本堂向拝虹梁(こうりょう)上に目を遣ると、胴をくねらせ、どっかりと身構えた龍がいる。その龍は不審者や不信心な者に睨みを効かせ聖域を守っている。
法華経の中で龍(八大龍王)は、法華経を守護する護法の善神(ぜんじん)とされている。
龍は空中を飛翔し、雲を呼び雨を降らせ、東を守護する青龍でもある。龍は神秘的な力を持つとされる瑞獣(ずいじゅう)で想像上の動物である。
龍が握りしめているのは、あらゆる願望を成就させ、苦悩を除き、悪を祓(はら)うともいわれる如意宝珠(にょいほうじゅ)(玉(ぎょく))である。
古来中国では玉が貴(たっと)ばれ、天子(てんし)の象徴とされていた。
ここは七渡山と言う日蓮宗の龍鑑寺(市内七渡)である。向拝の「雲に波に龍」の彫物は無銘であるが構図や作風から高松又八郎邦教と推定される。特徴ある波の渦巻き模様、龍の定型的なポーズ、火焔(かえん)の棚引き方や波の崩れ方等又八の特徴をよく表している。
高松又八郎邦教は通称又八(亦八)と言い、門人十一人を育てた江戸の名工である。本名は蜷川左平太親尚(にながわさへいたちかなお)と言い、公儀彫物棟梁として、厳有院廟(げんゆういんびょう)(徳川将軍四代家綱)や常憲院廟(五代綱吉)、そして江戸城改修工事などの仕事をしている。
又八は、寛文年中に江戸に出て名彫刻師島村俊元の弟子となり腕を磨いた。俊元の師匠は村井正俊で、正俊は俊元の伯父とも言われ、左甚五郎の末孫とも伝わる名人であった。又八も左甚五郎の再来とまで言われた名人であった。
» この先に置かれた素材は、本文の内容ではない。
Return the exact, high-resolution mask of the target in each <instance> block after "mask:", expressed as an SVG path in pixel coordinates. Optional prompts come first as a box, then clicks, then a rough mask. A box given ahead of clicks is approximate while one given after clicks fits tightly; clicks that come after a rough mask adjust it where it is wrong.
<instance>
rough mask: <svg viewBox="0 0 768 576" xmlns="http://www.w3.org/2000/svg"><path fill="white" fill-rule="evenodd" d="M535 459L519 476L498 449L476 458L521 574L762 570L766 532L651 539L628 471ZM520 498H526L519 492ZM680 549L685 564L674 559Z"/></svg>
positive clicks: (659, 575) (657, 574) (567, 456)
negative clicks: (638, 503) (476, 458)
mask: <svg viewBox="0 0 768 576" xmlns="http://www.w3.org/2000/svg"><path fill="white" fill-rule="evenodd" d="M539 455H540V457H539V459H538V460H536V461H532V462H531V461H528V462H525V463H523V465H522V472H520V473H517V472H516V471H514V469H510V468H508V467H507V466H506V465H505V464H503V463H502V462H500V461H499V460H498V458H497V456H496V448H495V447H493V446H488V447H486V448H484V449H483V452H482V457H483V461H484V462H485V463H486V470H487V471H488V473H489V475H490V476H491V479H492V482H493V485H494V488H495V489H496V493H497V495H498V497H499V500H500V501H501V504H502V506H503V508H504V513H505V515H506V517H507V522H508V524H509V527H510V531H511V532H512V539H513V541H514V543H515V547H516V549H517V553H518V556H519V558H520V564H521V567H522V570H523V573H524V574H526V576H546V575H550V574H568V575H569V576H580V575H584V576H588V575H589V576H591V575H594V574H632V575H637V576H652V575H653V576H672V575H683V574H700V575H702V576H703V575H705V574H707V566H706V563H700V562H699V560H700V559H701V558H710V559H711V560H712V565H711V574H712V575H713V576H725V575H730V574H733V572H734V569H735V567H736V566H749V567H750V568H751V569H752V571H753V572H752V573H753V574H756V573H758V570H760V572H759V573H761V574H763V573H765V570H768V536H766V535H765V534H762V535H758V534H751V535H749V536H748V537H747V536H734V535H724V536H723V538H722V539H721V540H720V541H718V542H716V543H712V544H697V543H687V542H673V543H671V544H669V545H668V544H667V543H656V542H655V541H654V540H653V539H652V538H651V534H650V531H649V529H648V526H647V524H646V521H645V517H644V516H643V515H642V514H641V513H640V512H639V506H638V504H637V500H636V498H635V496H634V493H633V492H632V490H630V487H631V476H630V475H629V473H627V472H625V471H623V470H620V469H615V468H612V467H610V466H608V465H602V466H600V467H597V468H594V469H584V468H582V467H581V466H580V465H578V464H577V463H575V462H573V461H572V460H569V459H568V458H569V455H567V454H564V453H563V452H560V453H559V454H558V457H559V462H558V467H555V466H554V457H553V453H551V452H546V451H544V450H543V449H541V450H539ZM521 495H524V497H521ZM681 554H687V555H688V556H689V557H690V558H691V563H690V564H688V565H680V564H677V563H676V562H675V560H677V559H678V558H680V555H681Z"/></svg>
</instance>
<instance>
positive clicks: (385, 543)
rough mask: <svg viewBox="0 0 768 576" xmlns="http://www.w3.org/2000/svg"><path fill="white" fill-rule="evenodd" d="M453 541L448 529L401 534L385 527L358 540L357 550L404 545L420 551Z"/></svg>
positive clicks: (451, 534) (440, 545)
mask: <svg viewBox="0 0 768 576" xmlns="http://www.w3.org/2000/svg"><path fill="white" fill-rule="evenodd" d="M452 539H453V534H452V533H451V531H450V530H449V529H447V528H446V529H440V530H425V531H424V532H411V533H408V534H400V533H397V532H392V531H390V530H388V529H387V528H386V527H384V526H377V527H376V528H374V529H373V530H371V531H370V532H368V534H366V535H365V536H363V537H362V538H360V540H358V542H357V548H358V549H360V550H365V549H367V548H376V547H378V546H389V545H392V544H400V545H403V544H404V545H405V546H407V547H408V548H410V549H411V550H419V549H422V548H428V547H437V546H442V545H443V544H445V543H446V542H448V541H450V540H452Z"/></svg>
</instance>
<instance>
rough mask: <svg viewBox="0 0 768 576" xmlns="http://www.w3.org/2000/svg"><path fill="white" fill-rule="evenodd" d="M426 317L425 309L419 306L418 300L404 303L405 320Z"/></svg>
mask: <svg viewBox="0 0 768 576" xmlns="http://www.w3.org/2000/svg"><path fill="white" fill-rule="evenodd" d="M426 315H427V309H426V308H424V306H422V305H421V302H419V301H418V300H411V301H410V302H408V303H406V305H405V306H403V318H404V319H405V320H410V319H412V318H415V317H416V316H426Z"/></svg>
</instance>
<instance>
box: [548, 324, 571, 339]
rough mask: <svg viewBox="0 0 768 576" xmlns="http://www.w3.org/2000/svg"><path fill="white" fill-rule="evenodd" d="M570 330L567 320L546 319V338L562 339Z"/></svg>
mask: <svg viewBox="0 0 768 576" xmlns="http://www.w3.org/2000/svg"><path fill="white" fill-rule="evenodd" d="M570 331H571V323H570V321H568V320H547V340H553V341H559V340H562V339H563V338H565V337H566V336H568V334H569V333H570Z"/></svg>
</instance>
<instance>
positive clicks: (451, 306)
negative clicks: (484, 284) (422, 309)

同門には島村圓鉄がいる。
高松家は二代頼直(有章院廟〈七代家継〉の仕事)、三代頼品(惇信院廟〈九代家重の仕事〉、日光東照宮修復仕事)、四代厚孟と続き、代々幕府お抱えの御用彫物師で、彫物の最高地位を占めた名家である。
又八は上州沼田(現群馬県沼田市)生まれ。墓は同県みどり市の祥禅寺にある。墓石の戒名は「傳心院外空邦教居士」と刻まれ、その側面に刻してある文字から「江戸神田九軒町(現千代田区岩本町)一居住御彫物屋棟梁俗名高松亦八」と読み取れ、没年は享保元年(一七一六)二月五日と刻されている。
又八の作品は東京大空襲の戦禍により焼失。そのため、幻の名工と言われていた。しかし、近隣の社寺で数多く見られ、中でも某寺(大網白里市)の「牡丹」と「迦陵頻伽(かりょうびんが)」の欄間は傑作である。